One of the big positive moves you will need to make is to PLAN time with your spouse, and let the planning be fluent and flexible but consistent, there is a difference between rigid and consistent and not following through because you couldn't get together at the same time all the time.
Manage conflict!
Differences in opinion will come up as you go through changes – talking about these can help you both understand each other’s perspective. It’s OK to disagree. Being able to practice your communication skills and be able to listen out what your spouses view is and respond after they have felt heard and acknowledge their point first with words like, "Ok I hear what you're saying there and understand how you feel about............." Then go into your viewpoint and any differences
It can help to relieve tension if you accept different points of view while explaining your own. You can use the tips on listening, above, to find out what your partner means rather than counter-attacking, which can make things worse.
When you’re making decisions together, aim for ones that are OK for both of you – especially decisions about parenting. As parents, it’s important to be on the same page, but you might find that agreeing on things like routines, discipline and bedtimes takes some teamwork.
Closeness!
Simple things like asking your partner about the day (‘What was good?’, ‘What wasn’t so good?’) can help you keep in touch.
Small gestures that show your partner that you care can also do the trick. This might be just a cup of tea or offering your partner a sleep-in when tiredness sets in. For years my daughter would get up at around 5am, so I would sleep in on Saturdays and my wife on a Sunday. Sometimes she would look really beat and I would give her the both days on the weekend, and another time she would give me both when it worked. Have each others back to get rest, you will need it.
Make some ‘couple’ time
Making some time to spend together as a couple can give you both the opportunity to talk, reconnect, enjoy each other’s company and nurture your relationship. This will take effort, in planning and energy to engage with one another. It is so easy to start to lead different lives, go to bed separately and be zombies on little sleep and not connect anymore.

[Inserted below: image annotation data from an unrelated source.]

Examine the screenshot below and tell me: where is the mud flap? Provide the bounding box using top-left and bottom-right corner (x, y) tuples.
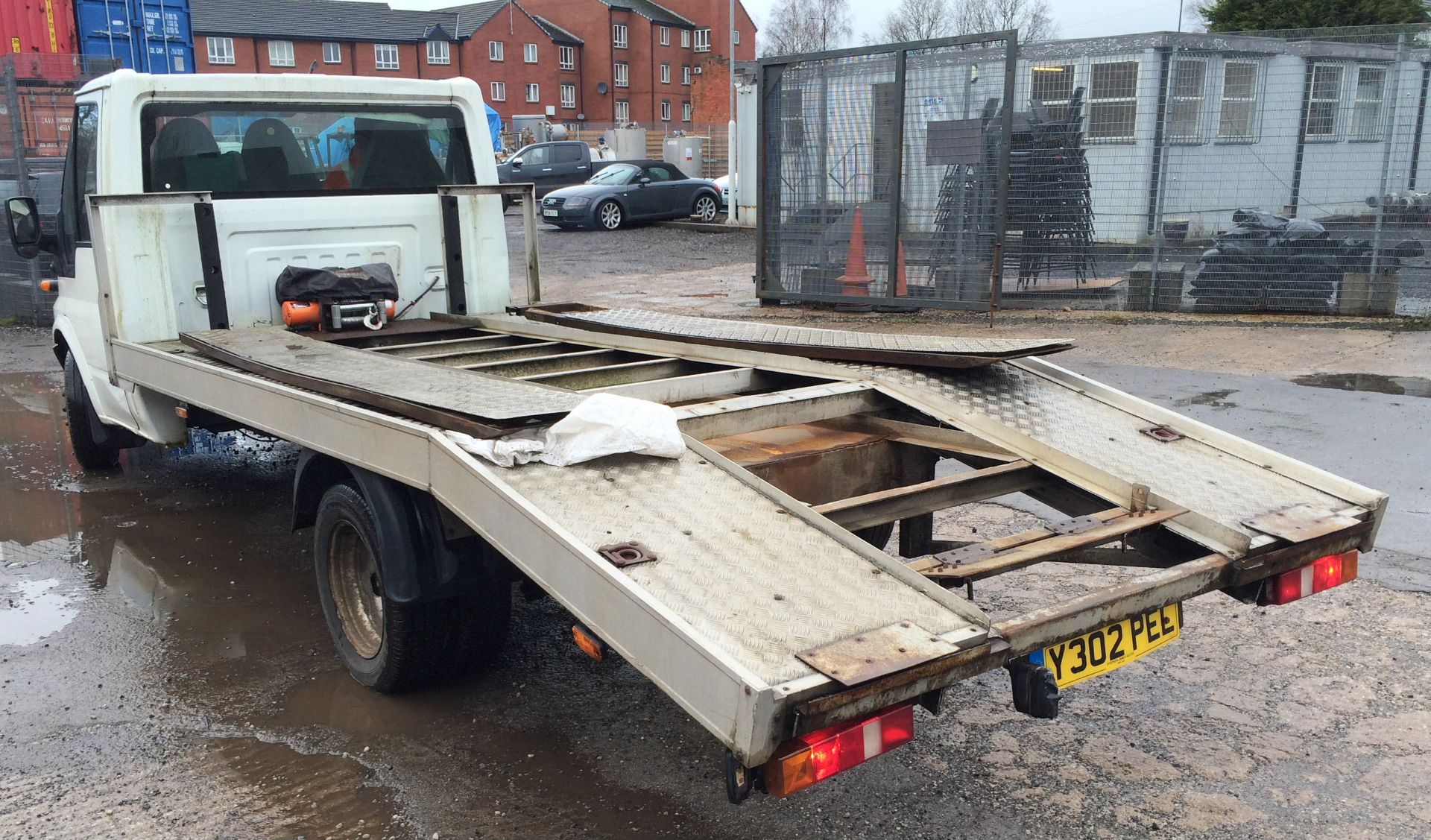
(1005, 657), (1059, 720)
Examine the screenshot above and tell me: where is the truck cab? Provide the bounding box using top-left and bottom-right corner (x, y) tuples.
(9, 70), (508, 459)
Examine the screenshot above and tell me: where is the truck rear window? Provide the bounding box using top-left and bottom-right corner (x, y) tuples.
(142, 103), (473, 198)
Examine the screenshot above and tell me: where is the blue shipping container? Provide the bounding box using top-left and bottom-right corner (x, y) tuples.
(75, 0), (193, 73)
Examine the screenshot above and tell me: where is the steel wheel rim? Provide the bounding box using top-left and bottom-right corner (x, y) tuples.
(328, 521), (384, 660)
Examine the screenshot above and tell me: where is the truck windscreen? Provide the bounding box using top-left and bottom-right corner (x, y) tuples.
(142, 103), (473, 198)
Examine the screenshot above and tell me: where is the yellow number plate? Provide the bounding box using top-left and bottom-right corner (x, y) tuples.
(1043, 604), (1182, 688)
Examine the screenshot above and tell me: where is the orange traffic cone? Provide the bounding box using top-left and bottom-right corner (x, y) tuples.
(840, 207), (870, 297)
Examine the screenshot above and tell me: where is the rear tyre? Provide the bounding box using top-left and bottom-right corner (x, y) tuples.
(596, 200), (625, 230)
(691, 196), (720, 222)
(64, 353), (125, 471)
(313, 484), (451, 694)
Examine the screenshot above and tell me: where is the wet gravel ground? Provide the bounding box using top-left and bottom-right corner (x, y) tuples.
(0, 227), (1431, 840)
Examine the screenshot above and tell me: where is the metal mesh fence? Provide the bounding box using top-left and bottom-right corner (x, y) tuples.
(757, 33), (1016, 309)
(759, 26), (1431, 316)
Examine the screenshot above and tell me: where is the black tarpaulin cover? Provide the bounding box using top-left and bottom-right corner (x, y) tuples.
(274, 262), (398, 303)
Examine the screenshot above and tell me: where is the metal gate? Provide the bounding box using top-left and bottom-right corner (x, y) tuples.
(756, 31), (1017, 311)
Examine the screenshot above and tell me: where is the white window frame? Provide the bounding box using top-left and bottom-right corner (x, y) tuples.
(372, 45), (402, 70)
(1351, 64), (1391, 140)
(1029, 62), (1078, 119)
(1218, 59), (1262, 143)
(209, 37), (235, 64)
(1302, 62), (1347, 143)
(1163, 56), (1210, 146)
(269, 42), (294, 67)
(1084, 57), (1143, 143)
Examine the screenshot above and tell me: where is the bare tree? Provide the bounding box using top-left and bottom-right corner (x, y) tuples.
(880, 0), (955, 42)
(953, 0), (1058, 43)
(760, 0), (850, 56)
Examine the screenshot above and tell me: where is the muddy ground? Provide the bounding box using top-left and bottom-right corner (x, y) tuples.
(0, 227), (1431, 840)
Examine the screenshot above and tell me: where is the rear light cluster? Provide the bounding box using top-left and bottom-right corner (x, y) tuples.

Some key things to invest time in:
- organise a babysitter and go out somewhere you both enjoy during the day or in the evening – it could be for a meal, a walk or a movie, once a month or 6 weeks is a good timeframe that will come around quickly and is very important.
- make time to do something special together at home – for example, a special dinner or a DVD after your children have gone to bed.
- think about what you liked to do before you became parents and work out how you could make it happen again – even if you do it a bit differently now.
If you plan ahead for these activities, they’re more likely to happen. It also gives you something to look forward to.
Having a sex life!
Believe it or not, most couples do get their sexual relationship back on track eventually. Putting more time into talking and spending time together can make you feel closer, and this helps your sex life.
If you’re feeling too tired or too distracted to even think about sex, try talking to your partner about how you feel. Just like time together, sex might also need a bit of scheduling. This is the awkward one, but honestly you will need to do this and feels like sometimes it's not right to do this, but making peace with this will help you keep your sex life moving. You won't have the opportunity to act on your urges as in the past. Committing to this with each other avoids rejection when one partner is moving towards another, and there will always be tiredness and this can cause issues when rejection starts happening. Just plan, it's ok, you'll be so much better for it.
You're relationship can really blossom and the grind of early childhood can be a miracle for your relationship growth.